The Confederation Court Mall was officially opened in 1979 – a major downtown infill project that offered significant retail and office space and new hope for the Centre of the City.  Built and originally owned by a subsidiary of CADC, the Mall, as was originally planned, is now in private ownership. In 1982 a new commercial and office tower was developed and came to be known as the Royal Trust Tower after the first major ground floor tenant. The new building provided for the connection of the Confederation Court Mall and the Queen Parkade by pedway across Kent Street.

In the development of, and subsequent to, the first phase of waterfront renewal (Harbourside) CADC continued to assemble land along the waterfront as it became available for use in further development. The first result of the land availability came with the development and opening of the CP Hotel (the Delta) in 1982. The value of the land, assembled with public funds, was part of a package that saw a significant Federal and Provincial investment in the convention centre portion of the hotel complex.

Phase two of the waterfront redevelopment came from 1990 to 1995 with the construction of Peake’s Wharf and MarinaConfederation Landing Park, and Peake’s Parking Lot.

The wharf and Marina project included the construction of a boardwalk, retail shops, and restaurant space. The development also included a commercial marina and boat slip. This development is owned and operated by CADC.

Confederation Landing Park was constructed and opened in 1995. It involved a complex process to decommission and acquire the former Texaco Tank Farm property and redevelop it as a Waterfront Park commemorating the 1864 Charlottetown Conference that led to the formation of Canada. Also in 1995 a new parking lot was constructed to provide 170 surface parking spaces on the waterfront.

Ongoing waterfront redevelopment proceeds in the area east of Prince Street. In 1996 CADC reconstructed the CN building known as the Brass Shop, an historic building which became a new Visitor Information Centre for Charlottetown. In that same year CADC renovated the old CN Station building, another historic property, into a modern office building presently occupied by the Workers Compensation Board of PEI. In 2001 CADC also created 134 additional parking spaces. The rail yard parking lot is currently owned and operated by CADC. Then in 2001 another historic CN building was renovated into a major interpretative centre for Charlottetown. Known as Founders Hall the development stands as a tourism attraction and a further witness to Charlottetown’s role as the Birthplace of Confederation. Founders Hall is owned and managed by CADC.

CADC continues its work on the Charlottetown Water front to this day.
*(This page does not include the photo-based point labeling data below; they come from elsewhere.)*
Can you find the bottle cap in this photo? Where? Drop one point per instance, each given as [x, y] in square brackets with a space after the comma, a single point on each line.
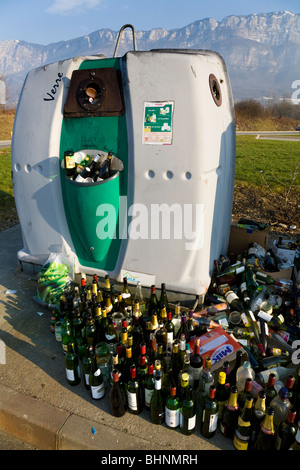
[222, 377]
[184, 379]
[208, 363]
[283, 392]
[115, 375]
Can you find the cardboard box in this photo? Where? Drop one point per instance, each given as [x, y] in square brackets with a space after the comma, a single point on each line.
[240, 238]
[219, 346]
[281, 274]
[285, 254]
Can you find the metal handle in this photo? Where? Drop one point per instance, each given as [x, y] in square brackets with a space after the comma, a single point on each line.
[120, 34]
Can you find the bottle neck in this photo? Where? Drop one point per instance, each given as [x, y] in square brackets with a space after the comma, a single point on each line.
[232, 401]
[268, 423]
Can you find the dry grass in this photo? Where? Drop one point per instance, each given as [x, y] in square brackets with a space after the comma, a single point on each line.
[6, 126]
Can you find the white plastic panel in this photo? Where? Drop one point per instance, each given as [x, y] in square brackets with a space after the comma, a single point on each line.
[197, 169]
Many projects have been completed and there are many more as development continues to march eastward to the Hillsborough bridge area. Over the past decade, CADC has completed the development of a new festival and events area at the foot of the bridge, the addition of the PEI Convention Centre at the Delta Hotel, the Eastern Gateway Master Plan, the “Two Greys on Great George” statue, the reinstatement of the “Bells of St. Dunstains”,  and the Bio Manufacturing Incubator. Most recently, CADC has been working on the new Charlottetown Library Learning Centre, the Province House Historic District concept plan, and the hardscaping of the Peake’s Wharf Courtyard.